Building products are set to get cheaper – over time
Building products will not get cheaper overnight due to Building Act changes that eliminate barriers to the use of overseas building products, but their costs will go down over time.
The Government has announced it will be making changes to ensure building product standards from other trusted countries are recognised by removing a “costly, time-consuming” requirement for builders to verify the standards.
It will also require Building Consent Authorities to accept products that comply with these overseas standards. Reputable overseas certification schemes, such as WaterMark in Australia will also be approved.
Building Industry Federation chief executive Julien Leys said the planned changes to the Building Act were good news as they would make it easier for more products to be brought into the country. But the devil was in the detail, and that would come when the legislation was introduced into Parliament later this year, he said.
“How will we ensure that standards from ‘trusted’ overseas jurisdictions are in line with our Building Act and Code, and that overseas evaluations meet our building regulations and requirements?
“The process involved will be explained in the legislation. But there are a number of different international standard organisations and also accredited agencies, such as CodeMark.”
It was a matter of lining them up, and streamlining processes so it could be ensured that the products certified offshore did not need to be certified again in New Zealand, he said. “It is a bit thorny, but it is achievable, and doable.
“There might be a bit more risk, so people will need to do their research, and make sure products they want to bring in do meet the required standards.”
The changes would help bring prices down as more products come on to the market, he said.
“In about one to two years time, we will be seeing cheaper building products, and a more streamlined system.”
The changes stem from the Commerce Commission report into the building supplies market. One of its recommendations was that barriers which made it hard to introduce new building products into the market should be removed.
Combined Building Supplies Co-operative director Carl Taylor said his organisation represented 1500 shareholders, and had been vocal when the Commerce Commission was doing its report.
He applauded the minister for what he was doing to improve access to more building products and reduce costs, and was looking forward to seeing the results in a couple of years time.
“If an Australian supplier can come here because their products are aligned with the New Zealand building code that can only be good for everyone as it will allow us to build more cost effective housing.”
But there was a long way to go, and more changes were needed before the industry got to that point, he said.
“It was just two years ago that we had the Gib shortage which froze the industry, and that came down to there being just one supplier. That needs to be addressed.

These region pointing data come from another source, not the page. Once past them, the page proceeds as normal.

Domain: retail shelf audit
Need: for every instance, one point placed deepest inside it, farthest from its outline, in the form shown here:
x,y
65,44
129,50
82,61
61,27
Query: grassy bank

“Also, councils will need to recognise the new certified products coming in, and consent them as they come through. Otherwise, it is just a waste of everyone’s time.”
Construction Products director Richard Vickers said construction costs were out of control, and it was slow and bureaucratic to get anything done when it came to building in New Zealand.
The planned changes would give people more options and flexibility, so they were a good step towards addressing some of the problems, he said.
“It is extremely frustrating when you can only go through one channel to get a product, like Gib, and then there are hold-ups, and it impacts on costs,” he said. “Ultimately, it will make products cheaper because there has been a monopoly in certain areas, and it is time to break that up.”
Some people might be upset by that, but it meant prices would eventually come down as companies would be forced to keep up with international price points, he said.
Fletcher Building, manufacturer of Gib and other building products, was approached for comment but declined.
2degrees founder Tex Edwards, who fronts lobby group Monopoly Watch, said the changes were just one of several small steps by the new Government that could lead to a big leap forward in housing affordability.
He pointed to the reduction of the building levy, the enquiry into Kāinga Ora financing, and the Commerce Commission investigation into plaster board distribution as some other steps. “These recently announced steps illustrate clear Cabinet comprehension that construction is death by 1000 cuts, and that many initiatives are needed to solve the cost of construction debacle in this country.”
It all amounted to a sensible start to the marathon work required to fix New Zealand’s $25 billion home construction sector, he said.
“But more work needs to be done in productivity analysis, and adopting international best practice off-site manufacturing targets and scalable production similar to Sweden, Canada and Ireland.”
With a break up of the building product monopoly in Gib plasterboard, not only would prices come down, but productivity would improve dramatically too, he said.
“Private companies create monopolies, these sensible steps by the Government on building materials will protect consumers from historic monopolisation which has extorted them.”